Under the plans, Monitor will be able to take three enforcement actions. It could impose a ‘compliance requirement’ on the provider to take action to stop the breach in question. It could impose a ‘restoration requirement’ on the provider to take action to restore a position to what it was before the breach. Or it could impose a variable monetary penalty’ on the provider.
The consultation states that this penalty could be ‘a fine of such amount as Monitor may determine, up to 10% of its turnover in England’. This would represent over £90,000 for an average GP practice in England.
The 39-page consultation explains that, although the DH is recommending that primary medical and dental services should initially be exempt from the requirement to hold a licence, the government could overturn this.
‘We are recommending that providers of primary medical and dental services should initially be exempt from the requirement to hold a licence,' the consultation said.
'However, when the government carries out its proposed review, during the next parliament, of how the licensing regime is operating, it will consider this aspect specifically.
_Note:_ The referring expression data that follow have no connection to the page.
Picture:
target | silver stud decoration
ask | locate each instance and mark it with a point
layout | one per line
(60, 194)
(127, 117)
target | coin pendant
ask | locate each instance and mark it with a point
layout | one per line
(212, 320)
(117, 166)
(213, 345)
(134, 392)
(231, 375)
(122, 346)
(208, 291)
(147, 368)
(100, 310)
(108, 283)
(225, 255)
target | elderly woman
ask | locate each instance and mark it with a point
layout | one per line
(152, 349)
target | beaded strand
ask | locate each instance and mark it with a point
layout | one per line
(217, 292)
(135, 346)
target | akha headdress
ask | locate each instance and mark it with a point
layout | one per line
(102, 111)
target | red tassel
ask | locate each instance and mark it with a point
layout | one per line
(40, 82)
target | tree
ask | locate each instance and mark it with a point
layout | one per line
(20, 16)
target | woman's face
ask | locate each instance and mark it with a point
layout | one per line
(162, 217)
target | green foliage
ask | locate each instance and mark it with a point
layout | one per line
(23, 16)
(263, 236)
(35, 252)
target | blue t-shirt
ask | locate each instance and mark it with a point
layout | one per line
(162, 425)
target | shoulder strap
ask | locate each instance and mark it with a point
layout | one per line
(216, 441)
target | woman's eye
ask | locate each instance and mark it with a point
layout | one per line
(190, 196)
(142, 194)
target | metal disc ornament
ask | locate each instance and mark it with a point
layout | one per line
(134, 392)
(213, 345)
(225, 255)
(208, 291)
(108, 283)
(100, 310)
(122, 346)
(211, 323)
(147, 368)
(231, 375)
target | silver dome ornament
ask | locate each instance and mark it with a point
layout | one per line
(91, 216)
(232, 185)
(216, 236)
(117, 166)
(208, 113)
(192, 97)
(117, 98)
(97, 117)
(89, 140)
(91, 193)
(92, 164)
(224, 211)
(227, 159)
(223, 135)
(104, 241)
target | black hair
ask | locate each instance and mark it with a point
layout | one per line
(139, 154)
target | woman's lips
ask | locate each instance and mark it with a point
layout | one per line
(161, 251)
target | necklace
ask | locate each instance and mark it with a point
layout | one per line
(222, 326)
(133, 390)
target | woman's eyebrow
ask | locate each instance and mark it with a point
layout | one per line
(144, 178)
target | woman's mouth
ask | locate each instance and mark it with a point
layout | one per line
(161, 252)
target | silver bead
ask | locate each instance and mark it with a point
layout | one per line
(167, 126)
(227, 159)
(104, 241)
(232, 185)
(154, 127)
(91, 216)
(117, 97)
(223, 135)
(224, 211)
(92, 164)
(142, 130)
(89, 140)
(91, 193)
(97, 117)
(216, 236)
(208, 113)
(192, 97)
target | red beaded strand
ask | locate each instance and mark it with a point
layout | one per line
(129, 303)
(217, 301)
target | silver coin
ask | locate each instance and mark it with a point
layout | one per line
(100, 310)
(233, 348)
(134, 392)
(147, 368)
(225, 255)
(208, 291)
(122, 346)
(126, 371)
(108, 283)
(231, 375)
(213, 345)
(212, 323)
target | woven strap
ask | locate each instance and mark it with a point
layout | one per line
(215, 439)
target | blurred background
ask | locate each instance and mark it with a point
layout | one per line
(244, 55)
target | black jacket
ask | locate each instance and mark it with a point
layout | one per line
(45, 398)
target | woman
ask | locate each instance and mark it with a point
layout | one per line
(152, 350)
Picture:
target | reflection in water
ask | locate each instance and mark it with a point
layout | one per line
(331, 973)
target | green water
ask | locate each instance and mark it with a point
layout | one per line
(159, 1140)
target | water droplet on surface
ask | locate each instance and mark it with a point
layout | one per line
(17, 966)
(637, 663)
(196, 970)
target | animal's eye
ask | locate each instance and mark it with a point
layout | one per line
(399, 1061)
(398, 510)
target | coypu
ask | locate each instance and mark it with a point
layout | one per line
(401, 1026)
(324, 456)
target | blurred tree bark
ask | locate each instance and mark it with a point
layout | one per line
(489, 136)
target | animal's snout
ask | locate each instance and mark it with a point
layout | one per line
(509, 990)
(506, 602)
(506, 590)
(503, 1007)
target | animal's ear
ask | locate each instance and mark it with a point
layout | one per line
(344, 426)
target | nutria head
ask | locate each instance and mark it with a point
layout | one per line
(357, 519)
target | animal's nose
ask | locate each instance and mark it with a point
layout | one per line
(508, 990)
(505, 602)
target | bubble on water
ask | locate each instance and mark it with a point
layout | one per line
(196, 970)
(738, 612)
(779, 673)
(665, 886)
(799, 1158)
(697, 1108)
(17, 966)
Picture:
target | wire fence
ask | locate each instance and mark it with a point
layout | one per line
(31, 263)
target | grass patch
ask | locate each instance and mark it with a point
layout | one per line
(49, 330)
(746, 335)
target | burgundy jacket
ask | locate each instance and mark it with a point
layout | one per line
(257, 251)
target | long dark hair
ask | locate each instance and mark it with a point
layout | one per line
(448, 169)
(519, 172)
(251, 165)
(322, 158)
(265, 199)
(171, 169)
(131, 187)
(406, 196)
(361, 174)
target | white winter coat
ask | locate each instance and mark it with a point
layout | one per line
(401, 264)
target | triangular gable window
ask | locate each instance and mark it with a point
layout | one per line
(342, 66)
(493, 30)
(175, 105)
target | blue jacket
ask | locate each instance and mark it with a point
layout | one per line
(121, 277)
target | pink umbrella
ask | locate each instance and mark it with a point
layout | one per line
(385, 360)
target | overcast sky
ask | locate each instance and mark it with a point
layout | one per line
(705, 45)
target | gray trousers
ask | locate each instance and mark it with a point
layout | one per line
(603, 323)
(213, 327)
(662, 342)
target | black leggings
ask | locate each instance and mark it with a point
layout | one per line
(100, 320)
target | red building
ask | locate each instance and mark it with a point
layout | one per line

It may be that, in the light of that review, it would be appropriate to license providers of primary medical and dental services in future.’
The consultation said that the DH would not have a role in determining how Monitor will calculate fines, adding that it would be for Monitor to decide.
GPC negotiator Dr Chaand Nagpaul said there is no justification for English practices to be forced to hold a licence from Monitor.
He said: ‘English practices are already subject to greater regulation than the ones in the devolved nations. To add to that with a wholly unnecessary bureaucratic tier would serve no purpose. The GPC has not had to argue the case against it as we thought it had been dismissed a long time ago.
‘It does not make sense and has no rationale.’
The consultation said that the DH is proposing that all NHS foundation trusts should be required to hold a licence from Monitor, ‘without exception’.
The consultation is due to close on 22 October.